信長は、本当は天下布武ではなく、天下静謐を掲げようとしていたとするなど、今までの残虐なイメージが小説などによって作られたイメージで、本当は優しい人だったというものです。

確かに、江戸時代に流行った小説などで、信長に悪いイメージを植え付け、徳川こそ天下の将軍だとする小説が流行ったことで、信長に対して悪いイメージやエピソードが作られた可能性もあります。

ただ、それが正しいとすると、歴史の文献とも様々なところに矛盾が生じるのではないかと私は思います。

信長は最初は足利将軍を利用したというのが通説ですが、本当は足利将軍を助け、室町幕府を再興しようとしていたというのです。

明智光秀は、足利将軍と親密で、朝倉などに室町幕府を助けようとしても相手にされず、やむを得ず織田信長に頼んだところ、快い返事をもらったことから、明智光秀も信長に仕えるようになりました。
信長が上洛して足利将軍を京都に戻した後、足利将軍が信長を恐れて、各地の大名に信長討伐令を出したことから、信長が足利将軍を見限りました。

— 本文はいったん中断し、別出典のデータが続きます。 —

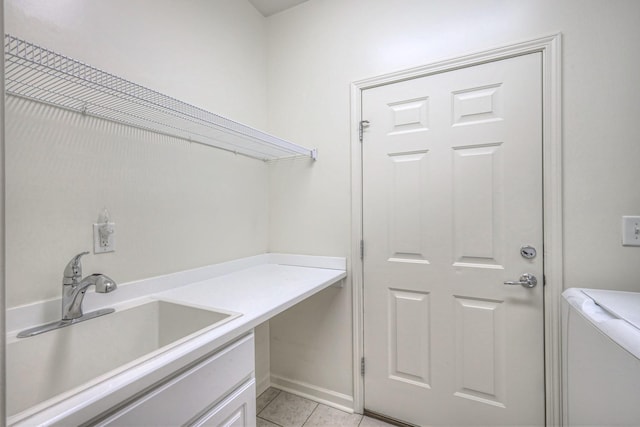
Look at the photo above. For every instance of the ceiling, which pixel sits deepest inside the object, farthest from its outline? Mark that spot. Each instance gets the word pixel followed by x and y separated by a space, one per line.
pixel 271 7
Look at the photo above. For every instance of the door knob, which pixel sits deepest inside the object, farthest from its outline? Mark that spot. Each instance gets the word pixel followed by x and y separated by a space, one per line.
pixel 526 281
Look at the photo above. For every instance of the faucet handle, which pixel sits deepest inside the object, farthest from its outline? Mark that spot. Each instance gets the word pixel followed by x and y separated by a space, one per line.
pixel 73 270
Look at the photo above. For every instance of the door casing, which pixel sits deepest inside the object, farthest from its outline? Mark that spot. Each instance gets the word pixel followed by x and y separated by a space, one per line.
pixel 550 47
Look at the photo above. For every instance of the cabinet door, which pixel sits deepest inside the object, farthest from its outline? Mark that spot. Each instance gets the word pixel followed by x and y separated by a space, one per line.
pixel 190 393
pixel 238 410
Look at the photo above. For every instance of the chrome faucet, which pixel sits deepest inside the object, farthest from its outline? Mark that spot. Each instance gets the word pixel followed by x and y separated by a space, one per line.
pixel 74 287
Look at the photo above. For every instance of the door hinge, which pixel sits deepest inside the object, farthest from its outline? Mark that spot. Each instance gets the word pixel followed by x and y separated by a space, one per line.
pixel 363 124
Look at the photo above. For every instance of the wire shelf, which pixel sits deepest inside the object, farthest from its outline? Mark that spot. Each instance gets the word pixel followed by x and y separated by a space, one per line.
pixel 42 75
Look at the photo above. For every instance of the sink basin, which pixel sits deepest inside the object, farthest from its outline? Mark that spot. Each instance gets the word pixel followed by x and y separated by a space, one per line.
pixel 43 366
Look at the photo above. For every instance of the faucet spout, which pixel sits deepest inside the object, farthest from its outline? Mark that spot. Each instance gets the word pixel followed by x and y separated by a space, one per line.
pixel 73 295
pixel 74 288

これだけだと、信長は足利将軍の権威を利用しようとしたのか、室町幕府を本気で再興しようとしていたのかは分かりませんが、もし足利将軍に臣従しようとしていたのなら、信長は本当のうつけになってしまうのではないかと思ってしまいます。

足利将軍はもはや何の力も持たず、これを再興したところでメリットなどほとんどありません。
しかし、その権威だけなら利用価値はあります。

なので、足利将軍の権威を利用するために助けたなら賢いですが、室町幕府を再興するために助けたなら、あまり賢明とは言えません。

他にも、比叡山焼き討ちは、当時は僧兵といって仏教徒の人たちと戦うのは普通にあったなどの説明もありましたが、それは別に信長が残虐でなかったという証明にはなりません。
比叡山焼き討ちの問題は、なぜ僧兵のみならず、女子供までを虐殺したのかということです。

他にも、雑賀衆皆殺しや、伊賀攻めなども全てでっち上げとでも言うのでしょうか?
また、信長が本当に残虐な性格でなければ、なぜ松永久秀、荒木村重、明智光秀らは信長に対して謀反を起こしたのでしょうか?

江戸時代の小説から、多少の誇張はあるとは思いますが、信長が残虐な性格ではなく、優しい人だったとするにはかなり無理があるように思えます。

もちろん、今となっては真実がはっきりと分かるわけではありませんが、歴史について慎重に研究をする必要があるとは思います。